À semelhança de outros relatos, também Raquel deixou de ver os números que diariamente indicam os novos casos e os óbitos. Assim que o alerta soa nas televisões, muda imediatamente de canal. Diz que não sabe lidar com a situação e identifica-se com as histórias que ouve. A fila das ambulâncias à porta do Santa Maria também a impressionou: não viu a imagem através da TV, mas sim in loco, quando teve de passar pelo hospital. Foi “um banho de realidade”. Por essas e por outras, Raquel faz de “controladora”. “Como acho que tenho razão, porque tenho este medo e agora tenho provas para dizer isto, ligo ao meu pai e quase peço que ele me dite o que andou a fazer durante o dia. Faço um inquérito, faço de polícia. É uma pressão gigante”, admite. Diz receber acompanhamento psicológico e psiquiátrico, embora não recorra a eles há algum tempo, ainda que nunca quebre a ligação com estes profissionais de saúde.

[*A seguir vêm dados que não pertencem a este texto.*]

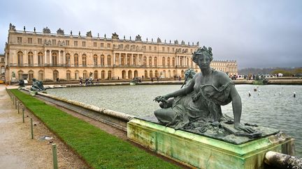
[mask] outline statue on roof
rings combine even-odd
[[[63,29],[61,29],[61,28],[59,28],[57,31],[57,34],[58,35],[64,35],[64,32]]]
[[[9,30],[10,31],[15,31],[15,25],[13,25],[11,23],[10,23],[10,29],[9,29]]]
[[[136,36],[136,41],[141,41],[141,36],[140,35]]]
[[[161,40],[159,38],[157,38],[157,43],[161,43]]]
[[[48,26],[46,26],[46,28],[43,28],[43,33],[50,33],[50,29]]]
[[[92,33],[91,31],[86,33],[86,36],[92,38]]]
[[[118,35],[115,32],[114,33],[113,33],[111,38],[118,40],[119,39]]]

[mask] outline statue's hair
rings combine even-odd
[[[208,56],[208,57],[210,58],[210,61],[212,61],[213,58],[213,54],[212,54],[212,48],[209,47],[208,49],[203,46],[202,48],[199,47],[197,51],[194,51],[192,54],[193,54],[193,61],[194,63],[197,63],[198,58],[199,57],[199,56],[201,54],[204,54],[206,56]]]

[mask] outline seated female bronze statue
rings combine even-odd
[[[154,100],[168,102],[174,97],[172,106],[154,111],[158,120],[175,129],[219,125],[224,118],[221,105],[232,102],[235,129],[245,132],[255,131],[252,127],[242,124],[241,99],[231,79],[226,73],[210,67],[213,60],[212,49],[199,48],[193,54],[193,61],[200,67],[197,73],[185,88]]]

A pandemia funcionou sem dúvida como um catalisador para quem tem TOC, mas Sofia Santos, diretora técnica da Domus Mater, associação de apoio ao familiar e doente com perturbação obsessivo-compulsiva, refere que as pessoas que já estavam a fazer psicoterapia mantiveram-se estáveis e, de certa forma, “mais seguras em todo o processo terapêutico”, com os comportamentos higiénicos validados e veiculados pela Direção-Geral da Saúde a “trazerem uma segurança extrema ao que já antes faziam”. Situação bem diferente remete para aqueles que não têm acompanhamento — no caso de quem tem dúvidas de ter ou não TOC ou até vergonha em assumir a doença. Esses estão a passar um mau bocado, diz. Em 2020, a Domus Mater recebeu muitos pedidos de ajuda.

"Estas pessoas têm medo de não conseguirem deixar de fazer o que já faziam antes e que voltaram a ter de fazer por causa da pandemia."
Sofia Santos, diretora técnica da associação Domus Mater

Considerando os casos que têm acompanhamento, diz Sofia Santos, o grande medo é o regresso à normalidade. “Estas pessoas têm medo de não conseguirem deixar de fazer o que já faziam antes e que voltaram a ter de fazer por causa da pandemia.” Ao Observador, esclarece ainda que é frequente pessoas com TOC terem receio ou vergonha de procurar ajuda porque têm consciência dos seus atos — os dados mais recentes apontam que 7 a 8% da população portuguesa tenha TOC (a ansiedade é uma comorbilidade da TOC).

No fundo, pensamentos e cenários catastróficos podem impedir as pessoas de fazerem a sua vida normal e até de concretizarem objetivos que tinham em mente. A psicóloga clínica Isabel Cocheira lembra que a ansiedade no seu extremo pode estar ligada a situações traumáticas do passado — significando que a pessoa não está a responder ao mundo exterior, mas sim ao próprio passado. “Pode dar-se o caso de a pessoa saber que determinada situação não é perigosa em si, mas fazer a ligação a uma outra experiência onde pode ter tido riscos verdadeiros”, explica. A pandemia pode ainda funcionar como um acelerador de paranóias já existentes, isto é, de “desconfiança ou ideias delirantes”, uma realidade que sai reforçada quanto mais as pessoas estiverem isoladas e menos interações sociais tiverem.

Para controlar a ansiedade, Catarina Beato continua a fazer exercício físico sempre que pode, mesmo que sejam aulas online com um personal trainer. A meditação faz ainda parte da rotina onde o mais importante é mesmo desligar.